Noa, a post graduate student in Berlin compiling a dictionary of odd words, is disappointed to learn that her MA thesis does not pass muster. As she reels from this news, her German boyfriend. a musician named Jorg (Golo Euler), informs her he is going to Stuttgart for an audition. With nothing better to do, she boards a flight to Israel.
Israel is the antithesis of Germany — warm and sunny and bright. Beyond the fine weather, Israel represents family warmth. Her parents and grandmother, a Holocaust survivor, are glad to see her again. Noa feels good to be back in Israel, yet she also feels disconnected from the country.

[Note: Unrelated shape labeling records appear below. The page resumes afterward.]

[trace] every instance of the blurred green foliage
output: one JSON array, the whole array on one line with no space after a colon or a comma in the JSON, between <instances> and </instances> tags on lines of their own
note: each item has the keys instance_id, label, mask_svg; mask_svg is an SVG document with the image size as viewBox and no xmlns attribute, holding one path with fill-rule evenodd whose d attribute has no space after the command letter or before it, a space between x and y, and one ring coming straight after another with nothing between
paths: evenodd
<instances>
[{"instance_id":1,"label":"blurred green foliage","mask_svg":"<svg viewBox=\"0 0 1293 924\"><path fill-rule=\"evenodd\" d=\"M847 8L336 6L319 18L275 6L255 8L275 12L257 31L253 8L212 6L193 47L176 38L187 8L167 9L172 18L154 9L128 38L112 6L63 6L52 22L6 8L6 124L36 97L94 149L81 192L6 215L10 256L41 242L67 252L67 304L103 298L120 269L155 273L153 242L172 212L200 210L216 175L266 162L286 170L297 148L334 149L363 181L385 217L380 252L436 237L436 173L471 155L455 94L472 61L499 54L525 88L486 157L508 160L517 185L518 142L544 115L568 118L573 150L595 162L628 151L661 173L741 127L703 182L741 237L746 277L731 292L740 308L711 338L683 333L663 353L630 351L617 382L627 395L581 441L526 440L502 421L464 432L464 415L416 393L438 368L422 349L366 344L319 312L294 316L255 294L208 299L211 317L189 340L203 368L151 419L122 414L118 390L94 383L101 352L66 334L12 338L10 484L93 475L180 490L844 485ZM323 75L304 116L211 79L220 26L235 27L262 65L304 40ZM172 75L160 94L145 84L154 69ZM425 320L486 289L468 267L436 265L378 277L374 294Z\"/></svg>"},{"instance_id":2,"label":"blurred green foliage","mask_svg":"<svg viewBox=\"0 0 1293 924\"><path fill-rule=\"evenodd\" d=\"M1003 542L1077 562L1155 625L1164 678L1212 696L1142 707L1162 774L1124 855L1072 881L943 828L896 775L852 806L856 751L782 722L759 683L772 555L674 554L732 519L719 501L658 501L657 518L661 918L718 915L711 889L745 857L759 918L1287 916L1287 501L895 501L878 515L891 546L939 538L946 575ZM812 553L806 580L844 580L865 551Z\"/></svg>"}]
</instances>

Jorg surprises Noa by showing up in Israel. Rachel (Hana Laslo), Noa’s mother, invites Jorg to stay with them, even though she is displeased that her daughter’s boyfriend is a German. Noa extends her trip to Israel after her beloved grandmother is hospitalized. A viewer may suspect she has ulterior motives for postponing her return to Germany.
The film is discerning about the fraught nature of German-Jewish relations. This theme surfaces at an awkward dinner table conversation and at ceremonies marking Independence Day celebrations and Holocaust Remembrance Day. Further tensions emerge as Noa quarrels with Rachel and her married sister. Things come to a head when Jorg tells Noa that their relationship isn’t working.
Anywhere Else coaxes fine performances from its cast and makes telling points about the importance of family and country and the fragility of human relations.